Check out our Planting Guides to get tips on planting your favorite vegetables.
Deborah Tukua is a natural living, healthy lifestyle writer and author of 7 non-fiction books, including Pearls of Garden Wisdom: Time-Saving Tips and Techniques from a Country Home, Pearls of Country Wisdom: Hints from a Small Town on Keeping Garden and Home, and Naturally Sweet Blender Treats. Tukua has been a writer for the Farmers' Almanac since 2004.
I know this may be a conflict with Farmers Almanac but take a look at Square Foot Gardening. It helps to eliminate a lot of the problems associated with growing your own produce. You can grow as much or as little as you want.
I’m an avid gardener who likes gardening organically. I have clay soil and was advised not to amend it as I might make matters worse. Well, after trying my best for many years I realized my plants weren’t growing well. From thereon I began adding compost or well rotted composted manure to the planting hole each time I planted. I also began top dressing my garden with 1 inches of either well rotted manure or compost each spring. This feeds my plants the entire year so I don’t need to use fertilizer. And it’s relatively inexpensive. My garden now looks great. I also use Biotone Organic Starter Fertilizer at planting time ONLY – I just sprinkle a little into the planting hole to get my plants off to a good start. I wish I started doing this years ago.

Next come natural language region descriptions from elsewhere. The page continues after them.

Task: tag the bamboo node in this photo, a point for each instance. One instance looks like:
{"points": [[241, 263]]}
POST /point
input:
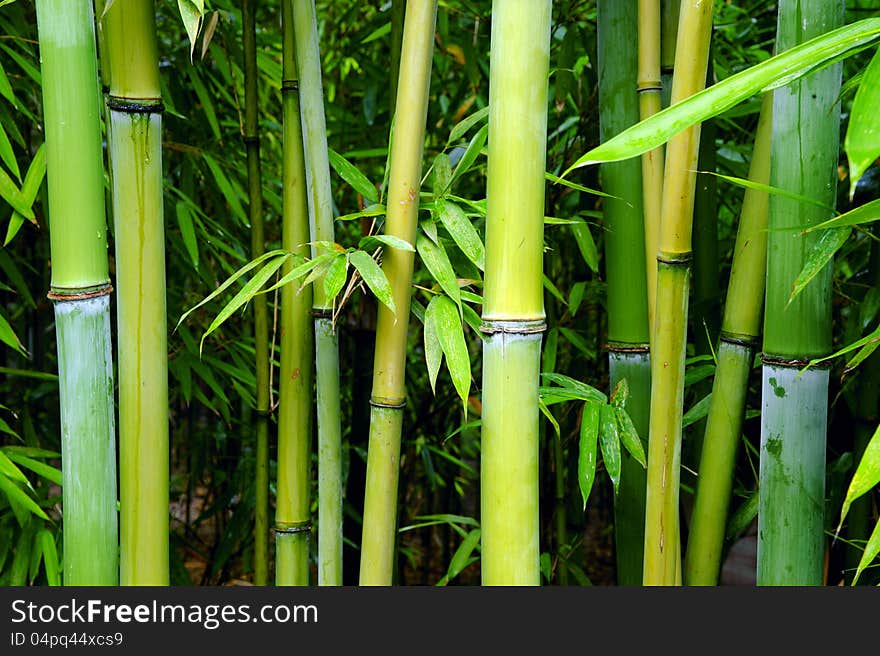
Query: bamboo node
{"points": [[135, 105], [525, 327], [293, 527], [80, 295]]}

Turning the soil is actually bad for it. It disrupts millions of biomes that are needed to make your plants healthy. There are no -till methods now that are way better for the earth and your plants. I would also suggest pulling weeds by hand, I’ve been a landscaper/ horticulturist / landscape designer for 25 years and I’ve never used a rake effectively for weeding. Grab the weed at the base and turn as you pull, this will get the roots too and if you don’t they will just grow back, Make sure you pull weeds before they go to seed or you’ll be pulling exponentially more weeds in a few weeks.